Choosing a Repository

The following questions can be used to guide your decision in choosing a data repository:

  • Does it assign DOIs?
  • Does it support metadata standards?
  • Is there institutional support?
  • What are file size limits?
  • Does it allow restricted access?
  • Is it sustainable long-term?
  • Is it indexed by discovery services?

Borealis

Borealis is a national data repository service coordinated by the Digital Research Alliance of Canada. It is built on Dataverse, an open-source repository infrastructure originally developed at Harvard. It is used by over 70 institutions in Canada, and will be the repository that we will be using for this program.

Benefits of Borealis include:

  • Servers are hosted in Canada.
  • Has a robust preservation plan (https://borealisdata.ca/preservationplan/).
  • Provides a persistent digital object identifier (DOI) for all datasets.
  • Metadata are harvested by a number of aggregation services, e.g., Lunaris(https://www.lunaris.ca/en), Google Dataset Search(https://datasetsearch.research.google.com/.)
  • Metrics available for how often datasets/files have been downloaded.

If your institution uses Borealis, there will likely be local support available to you. This support is going to be different across institutions, with some institutions providing robust support for submissions, some providing a review of submitted datasets, and others allowing data to be directly deposited by researchers.

While Borealis is generally a good choice for most research projects, there are some drawbacks that can make it unsuitable for certain projects. While many institutions in Canada use Borealis, it requires a subscription and a certain level of staffing, and not all institutions are able to support it. There is also a maximum file size of 5GB, so larger datasets cannot be uploaded to the system. If your institution doesn’t support Borealis, or if you are working with larger data, FRDR (mentioned above) is a good choice as a generalist Canadian repository.

For more details about Borealis, you can contact your institution, or follow the documentation on their website: https://learn.scholarsportal.info/all-guides/borealis/

Data Licenses

When you share data, you should carefully consider the license and what it will allow people to do with it (or not do with it). As with all aspects of data sharing, these are considerations you will need to communicate with your research team and research participants, and ideally have outlined in your DMP.

Creative Commons licenses

Creative Commons licenses are a common way to licence data, as it provides a structured way for users to dictate and understand what they are able to do with the data. Borealis and some other data repositories have Creative Commons licenses built into the platform, which allows for the easy application of the license. You must be the copyright holder in order to apply a Creative Commons license, and once a license has been set you can’t revoke it, so pick wisely!

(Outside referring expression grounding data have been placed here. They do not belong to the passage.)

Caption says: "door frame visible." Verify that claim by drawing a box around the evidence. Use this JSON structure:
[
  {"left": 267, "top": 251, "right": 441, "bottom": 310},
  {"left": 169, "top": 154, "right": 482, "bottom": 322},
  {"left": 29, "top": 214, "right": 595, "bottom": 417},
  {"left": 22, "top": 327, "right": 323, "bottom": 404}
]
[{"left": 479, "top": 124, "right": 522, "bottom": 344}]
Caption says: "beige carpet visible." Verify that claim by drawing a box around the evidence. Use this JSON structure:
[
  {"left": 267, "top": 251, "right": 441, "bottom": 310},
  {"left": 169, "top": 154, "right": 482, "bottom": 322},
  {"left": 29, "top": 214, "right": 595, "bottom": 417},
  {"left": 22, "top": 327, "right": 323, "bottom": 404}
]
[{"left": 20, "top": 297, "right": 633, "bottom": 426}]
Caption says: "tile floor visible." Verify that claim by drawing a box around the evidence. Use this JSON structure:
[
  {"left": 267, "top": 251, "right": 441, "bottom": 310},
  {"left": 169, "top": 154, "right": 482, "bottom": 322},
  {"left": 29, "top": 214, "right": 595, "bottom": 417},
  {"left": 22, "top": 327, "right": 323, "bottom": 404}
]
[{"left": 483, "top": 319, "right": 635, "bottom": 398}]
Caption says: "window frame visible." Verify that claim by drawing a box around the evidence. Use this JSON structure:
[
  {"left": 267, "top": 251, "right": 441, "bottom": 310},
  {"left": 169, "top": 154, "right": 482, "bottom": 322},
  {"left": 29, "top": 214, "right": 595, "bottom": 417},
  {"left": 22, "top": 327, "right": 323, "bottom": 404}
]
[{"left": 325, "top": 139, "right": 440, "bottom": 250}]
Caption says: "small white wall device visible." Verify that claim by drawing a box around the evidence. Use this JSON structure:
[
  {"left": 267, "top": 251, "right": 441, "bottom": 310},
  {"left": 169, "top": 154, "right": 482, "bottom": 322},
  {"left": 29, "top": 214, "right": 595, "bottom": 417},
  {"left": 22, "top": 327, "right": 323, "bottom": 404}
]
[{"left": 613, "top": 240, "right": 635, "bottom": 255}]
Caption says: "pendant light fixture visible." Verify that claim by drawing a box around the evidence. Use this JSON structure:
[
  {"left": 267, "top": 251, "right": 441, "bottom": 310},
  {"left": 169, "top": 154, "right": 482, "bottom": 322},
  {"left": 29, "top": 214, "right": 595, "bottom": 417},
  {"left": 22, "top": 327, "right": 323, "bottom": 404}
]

Below are the types of Creative Commons licenses available, and if you have questions about how to choose a license, they have created a tool to help you work through the decision process: https://creativecommons.org/chooser/

CautionNote

In addition to the licenses listed above, there is also the option for a CCo license, which is a dedication of your work/data to the public domain. It allows anyone to use the work/data and do what they want with it without crediting you in any way, but unless you’re very generous, you probably want to use a different CC license type.